A l’opposé, Le Royaume Des Chats respecte totalement le dessin et l’animation si particulière de Miyazaki. Les couleurs sont chaudes et douces et les tons pastels mettent en valeur les arrière-plans. De Haru jusqu’au palais, les graphismes semblent sortis des précédents films du maître (Chihiro et Laputa, par exemple). On regrettera toutefois que l’animation des chats n’aie pas fait l’objet d’un soin particulier, leur démarche manquant singulièrement de grâce. En dépit d’une séquence de parade féline absolument magnifique (musique, animation, et gardes du corps Cats In Black), l’ensemble est moins féerique et poétique que les derniers films sortis en France.
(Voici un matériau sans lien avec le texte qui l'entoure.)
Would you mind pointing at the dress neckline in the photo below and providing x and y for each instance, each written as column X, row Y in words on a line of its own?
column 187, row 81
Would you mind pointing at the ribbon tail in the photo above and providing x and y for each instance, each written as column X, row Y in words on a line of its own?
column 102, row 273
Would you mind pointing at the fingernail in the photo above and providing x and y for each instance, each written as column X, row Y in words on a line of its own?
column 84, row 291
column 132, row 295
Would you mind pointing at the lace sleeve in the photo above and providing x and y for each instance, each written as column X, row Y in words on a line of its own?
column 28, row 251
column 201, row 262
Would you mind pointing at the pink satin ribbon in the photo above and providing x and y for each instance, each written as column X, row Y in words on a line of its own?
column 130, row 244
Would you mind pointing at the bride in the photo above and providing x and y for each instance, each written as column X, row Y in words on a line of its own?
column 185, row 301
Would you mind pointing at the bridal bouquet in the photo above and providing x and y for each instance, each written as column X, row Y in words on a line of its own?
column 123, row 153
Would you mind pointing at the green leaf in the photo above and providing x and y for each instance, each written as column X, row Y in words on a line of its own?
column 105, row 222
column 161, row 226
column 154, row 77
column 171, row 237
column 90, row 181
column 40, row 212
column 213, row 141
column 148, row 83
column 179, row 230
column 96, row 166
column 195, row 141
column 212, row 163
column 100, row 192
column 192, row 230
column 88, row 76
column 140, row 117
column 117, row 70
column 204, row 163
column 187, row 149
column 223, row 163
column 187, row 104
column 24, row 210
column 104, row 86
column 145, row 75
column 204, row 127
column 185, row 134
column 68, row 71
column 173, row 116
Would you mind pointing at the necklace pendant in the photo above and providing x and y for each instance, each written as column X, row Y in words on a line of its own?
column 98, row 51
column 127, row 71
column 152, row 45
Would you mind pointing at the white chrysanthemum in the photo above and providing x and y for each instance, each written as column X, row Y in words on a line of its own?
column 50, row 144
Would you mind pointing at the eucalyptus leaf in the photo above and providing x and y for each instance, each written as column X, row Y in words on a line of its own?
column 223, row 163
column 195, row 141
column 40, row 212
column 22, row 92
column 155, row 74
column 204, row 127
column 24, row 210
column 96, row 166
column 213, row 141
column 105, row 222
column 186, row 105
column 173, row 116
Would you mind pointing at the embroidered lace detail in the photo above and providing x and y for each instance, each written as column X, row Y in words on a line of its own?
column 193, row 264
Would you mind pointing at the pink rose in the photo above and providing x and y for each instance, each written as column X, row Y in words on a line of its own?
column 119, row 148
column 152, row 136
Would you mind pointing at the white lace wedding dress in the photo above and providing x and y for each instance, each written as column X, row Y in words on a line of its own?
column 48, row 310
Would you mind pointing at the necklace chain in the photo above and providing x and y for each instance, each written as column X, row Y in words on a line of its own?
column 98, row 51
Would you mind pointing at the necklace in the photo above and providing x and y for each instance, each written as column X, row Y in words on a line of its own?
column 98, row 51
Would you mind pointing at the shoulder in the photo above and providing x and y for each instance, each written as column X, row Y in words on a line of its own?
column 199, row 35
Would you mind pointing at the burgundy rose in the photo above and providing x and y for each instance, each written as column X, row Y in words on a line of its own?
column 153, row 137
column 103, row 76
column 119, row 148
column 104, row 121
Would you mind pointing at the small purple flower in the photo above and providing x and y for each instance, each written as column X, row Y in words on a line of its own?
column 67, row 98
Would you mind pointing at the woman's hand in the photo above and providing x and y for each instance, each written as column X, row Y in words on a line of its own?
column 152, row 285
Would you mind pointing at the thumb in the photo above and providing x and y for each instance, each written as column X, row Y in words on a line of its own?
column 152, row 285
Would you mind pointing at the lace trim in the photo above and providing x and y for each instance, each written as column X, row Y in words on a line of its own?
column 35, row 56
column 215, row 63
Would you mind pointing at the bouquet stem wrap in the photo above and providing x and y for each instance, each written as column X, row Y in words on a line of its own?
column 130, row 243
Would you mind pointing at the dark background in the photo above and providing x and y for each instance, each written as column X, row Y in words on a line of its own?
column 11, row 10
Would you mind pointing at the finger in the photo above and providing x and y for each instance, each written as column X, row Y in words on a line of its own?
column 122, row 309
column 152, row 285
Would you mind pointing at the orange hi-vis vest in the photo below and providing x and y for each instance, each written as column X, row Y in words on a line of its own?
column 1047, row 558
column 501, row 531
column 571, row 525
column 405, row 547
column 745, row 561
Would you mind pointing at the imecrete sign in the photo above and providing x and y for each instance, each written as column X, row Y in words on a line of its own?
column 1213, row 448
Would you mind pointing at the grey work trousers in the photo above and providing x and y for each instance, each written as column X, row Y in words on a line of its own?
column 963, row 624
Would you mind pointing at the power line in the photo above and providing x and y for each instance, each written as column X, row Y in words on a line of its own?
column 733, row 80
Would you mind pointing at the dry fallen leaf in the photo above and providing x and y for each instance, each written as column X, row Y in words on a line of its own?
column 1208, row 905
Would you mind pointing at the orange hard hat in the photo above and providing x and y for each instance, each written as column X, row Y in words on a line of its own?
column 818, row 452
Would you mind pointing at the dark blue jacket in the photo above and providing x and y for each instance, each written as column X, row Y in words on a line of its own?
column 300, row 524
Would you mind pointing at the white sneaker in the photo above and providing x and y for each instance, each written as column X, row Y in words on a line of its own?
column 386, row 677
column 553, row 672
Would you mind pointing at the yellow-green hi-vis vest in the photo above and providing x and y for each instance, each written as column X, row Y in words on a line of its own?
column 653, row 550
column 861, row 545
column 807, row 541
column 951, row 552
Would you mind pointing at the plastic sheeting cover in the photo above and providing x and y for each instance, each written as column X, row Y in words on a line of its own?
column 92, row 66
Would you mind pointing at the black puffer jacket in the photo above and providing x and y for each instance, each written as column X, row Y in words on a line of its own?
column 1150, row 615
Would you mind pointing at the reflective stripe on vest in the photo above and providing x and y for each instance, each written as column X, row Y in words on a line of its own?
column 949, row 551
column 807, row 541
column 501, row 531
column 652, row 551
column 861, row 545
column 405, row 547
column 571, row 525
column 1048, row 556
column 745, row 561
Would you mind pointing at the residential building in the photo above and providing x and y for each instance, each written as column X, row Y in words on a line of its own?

Certains y voient déjà l’influence du distributeur Disney, à travers les références à une culture de moins en moins orientale (combats de cape et d’épées, héros "british", clins d’œil à Pinocchio) et donc à nos yeux moins originale.

Prions pour qu’il n’en soit rien, au risque de voir se multiplier des films plaisants, certes, mais formatés, en deçà de nos attentes, à l’image des personnages du Royaume des Chats, sympathiques mais finalement peu intéressants. Après tout, le film ne découle peut-être que du souhait des studios japonais de produire un vrai dessin animé pour enfants ? De ce point de vue là, au vu des réactions des plus jeunes spectateurs, cela semble réussi. On le recommandera également aux amoureux des chats qui ne pourront que rêver d’un tel monde imaginaire. Pour les allergiques, allez-y quand même, le film, sans prétention, a ses moments et ne vous tuera pas.

Le Royaume des Chats est sorti sur les écrans français depuis le 30 Juillet 2003, et est déjà disponible en DVD japonais et HK (les deux sous-titrés en anglais).